Galway City Council had previously pledged to provide the contribution, which was approved by the SVP’s Maureen O’Connell Fund and paid for over a span of three years to ‘Amach! LGBT Galway.’
 
Bishop Martin Drennan is now calling the SVP’s reputation “and morals” into question and is demanding answers from the society, requesting that they reexamine “the worthiness of the cause.”
 
“On moral grounds we can’t support [the grant],” he told Galway Bay FM’s "The Keith Finnegan Show." “Homosexual activity is in our eyes morally wrong behavior and we cannot put funds at the service of what we don’t believe is morally correct.”
 
He told the radio show that he hoped the matter could be resolved in a way that would restore the image of the society: “We want to keep in mind the good work that the St. Vincent de Paul does throughout the country,” he said. “We don’t know the full facts of the story yet.”
 
The St. Vincent de Paul Society is a Christian voluntary organization that aims to lend any charitable, unbiased help to those in need. “No work of charity is foreign to the Society,” their mission statement reads, “we are involved in a diverse range of activities characterized by support and friendship, promoting self-sufficiency, and working for social justice.”
 
A SVP spokesman told the Irish Times that their position was to help in a non-judgmental way; the decision to help Amach was “made purely on the basis of need in the Galway area, in the same way as all requests for support are assessed.
 
“It does not signify any other motive,” he said. The Society does not have a formal affiliation with the Catholic Church, but their relationship with local clergy is strong.
 
Amach! LGBT Galway is supported locally by many resource centers, community organizations and mainstream agencies, such as Galway City Council and the Galway City Partnership.

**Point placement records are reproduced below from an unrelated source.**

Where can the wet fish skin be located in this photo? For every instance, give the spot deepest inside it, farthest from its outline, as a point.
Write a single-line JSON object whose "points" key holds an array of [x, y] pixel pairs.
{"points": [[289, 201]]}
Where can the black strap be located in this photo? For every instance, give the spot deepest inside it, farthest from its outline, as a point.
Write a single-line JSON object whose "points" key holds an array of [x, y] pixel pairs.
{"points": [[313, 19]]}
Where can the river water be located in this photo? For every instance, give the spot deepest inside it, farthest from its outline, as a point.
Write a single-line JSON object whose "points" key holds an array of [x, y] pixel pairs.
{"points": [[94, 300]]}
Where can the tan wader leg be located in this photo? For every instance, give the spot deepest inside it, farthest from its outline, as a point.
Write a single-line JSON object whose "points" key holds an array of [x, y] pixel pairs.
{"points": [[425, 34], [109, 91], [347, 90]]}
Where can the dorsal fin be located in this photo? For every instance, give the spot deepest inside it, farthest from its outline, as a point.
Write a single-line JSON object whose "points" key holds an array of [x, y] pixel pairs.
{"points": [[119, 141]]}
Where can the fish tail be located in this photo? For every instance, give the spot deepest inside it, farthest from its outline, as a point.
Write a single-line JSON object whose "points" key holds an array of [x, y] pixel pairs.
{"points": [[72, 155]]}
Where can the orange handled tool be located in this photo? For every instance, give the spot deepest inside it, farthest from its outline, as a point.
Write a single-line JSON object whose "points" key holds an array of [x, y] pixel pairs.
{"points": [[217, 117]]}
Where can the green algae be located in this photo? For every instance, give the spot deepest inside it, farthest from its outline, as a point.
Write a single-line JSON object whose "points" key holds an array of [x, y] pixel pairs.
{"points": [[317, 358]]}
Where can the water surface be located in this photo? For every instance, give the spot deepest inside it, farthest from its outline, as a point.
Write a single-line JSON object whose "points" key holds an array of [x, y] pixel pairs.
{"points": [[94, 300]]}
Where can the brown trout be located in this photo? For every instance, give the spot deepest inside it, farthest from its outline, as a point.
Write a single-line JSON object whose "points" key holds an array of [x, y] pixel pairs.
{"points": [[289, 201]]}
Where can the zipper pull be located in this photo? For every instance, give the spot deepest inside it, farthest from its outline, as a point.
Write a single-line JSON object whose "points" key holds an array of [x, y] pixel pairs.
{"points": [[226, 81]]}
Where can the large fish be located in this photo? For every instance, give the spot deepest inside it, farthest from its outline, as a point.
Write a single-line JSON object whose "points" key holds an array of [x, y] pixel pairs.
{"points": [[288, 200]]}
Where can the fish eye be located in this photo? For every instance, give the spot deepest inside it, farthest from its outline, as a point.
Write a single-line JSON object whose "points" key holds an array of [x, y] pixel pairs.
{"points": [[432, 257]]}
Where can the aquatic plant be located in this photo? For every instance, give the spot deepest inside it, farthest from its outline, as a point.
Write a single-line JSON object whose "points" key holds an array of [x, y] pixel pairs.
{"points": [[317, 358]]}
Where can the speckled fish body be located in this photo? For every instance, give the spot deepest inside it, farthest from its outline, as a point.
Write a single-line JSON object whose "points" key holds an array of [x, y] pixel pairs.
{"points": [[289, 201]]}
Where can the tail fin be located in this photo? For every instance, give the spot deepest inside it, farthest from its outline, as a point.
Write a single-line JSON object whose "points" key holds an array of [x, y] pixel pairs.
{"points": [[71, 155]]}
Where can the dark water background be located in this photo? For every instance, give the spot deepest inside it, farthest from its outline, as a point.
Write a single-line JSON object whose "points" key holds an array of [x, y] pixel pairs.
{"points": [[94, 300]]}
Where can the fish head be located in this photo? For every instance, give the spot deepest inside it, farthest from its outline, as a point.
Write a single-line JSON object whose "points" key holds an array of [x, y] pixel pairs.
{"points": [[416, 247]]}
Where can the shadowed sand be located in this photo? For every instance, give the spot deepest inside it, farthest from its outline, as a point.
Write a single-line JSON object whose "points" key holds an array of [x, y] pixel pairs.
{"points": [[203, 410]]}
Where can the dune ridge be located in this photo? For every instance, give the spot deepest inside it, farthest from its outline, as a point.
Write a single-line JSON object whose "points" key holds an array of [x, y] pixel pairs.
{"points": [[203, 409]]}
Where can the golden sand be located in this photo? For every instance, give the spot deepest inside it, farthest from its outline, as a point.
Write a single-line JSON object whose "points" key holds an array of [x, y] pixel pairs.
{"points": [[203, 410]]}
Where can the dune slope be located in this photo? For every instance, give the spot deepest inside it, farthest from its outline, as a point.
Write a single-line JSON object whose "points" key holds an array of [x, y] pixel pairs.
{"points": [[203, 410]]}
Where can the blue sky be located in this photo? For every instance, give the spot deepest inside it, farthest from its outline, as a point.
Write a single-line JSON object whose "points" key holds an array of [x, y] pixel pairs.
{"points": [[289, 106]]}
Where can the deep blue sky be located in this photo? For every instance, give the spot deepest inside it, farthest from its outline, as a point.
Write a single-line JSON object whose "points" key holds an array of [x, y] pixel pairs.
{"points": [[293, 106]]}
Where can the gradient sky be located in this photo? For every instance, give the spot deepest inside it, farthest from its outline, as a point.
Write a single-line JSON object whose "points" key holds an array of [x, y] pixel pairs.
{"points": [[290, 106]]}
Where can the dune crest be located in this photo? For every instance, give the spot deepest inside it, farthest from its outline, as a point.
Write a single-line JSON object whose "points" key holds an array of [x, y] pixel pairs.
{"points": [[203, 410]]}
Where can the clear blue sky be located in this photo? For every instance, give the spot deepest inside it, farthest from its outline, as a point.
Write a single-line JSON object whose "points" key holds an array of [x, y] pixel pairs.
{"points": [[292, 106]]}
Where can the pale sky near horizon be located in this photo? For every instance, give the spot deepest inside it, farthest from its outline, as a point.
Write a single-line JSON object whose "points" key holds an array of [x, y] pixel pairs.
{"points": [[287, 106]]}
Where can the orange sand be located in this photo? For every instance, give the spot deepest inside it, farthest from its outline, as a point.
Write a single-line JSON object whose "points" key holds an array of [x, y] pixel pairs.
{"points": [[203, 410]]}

Their goal is to “ensure the establishment of an accessible and dedicated LGBT space to address isolation by providing an alcohol-free venue for social networking and other vital supports” - and the SVP mission statement highlights the society’s commitment to identifying the root of social exclusion in Ireland.

According to the Bishop, however, “it supports an organization we don’t agree with, and we can’t support it anymore.” He has made contact with the SVP to seek further clarity on the issue.
 
In 2009, there were several calls for Bishop Drennan to resign from his post for his inclusion in the Murphy Report, surrounding a sexual abuse scandal in the Catholic archdiocese of Dublin.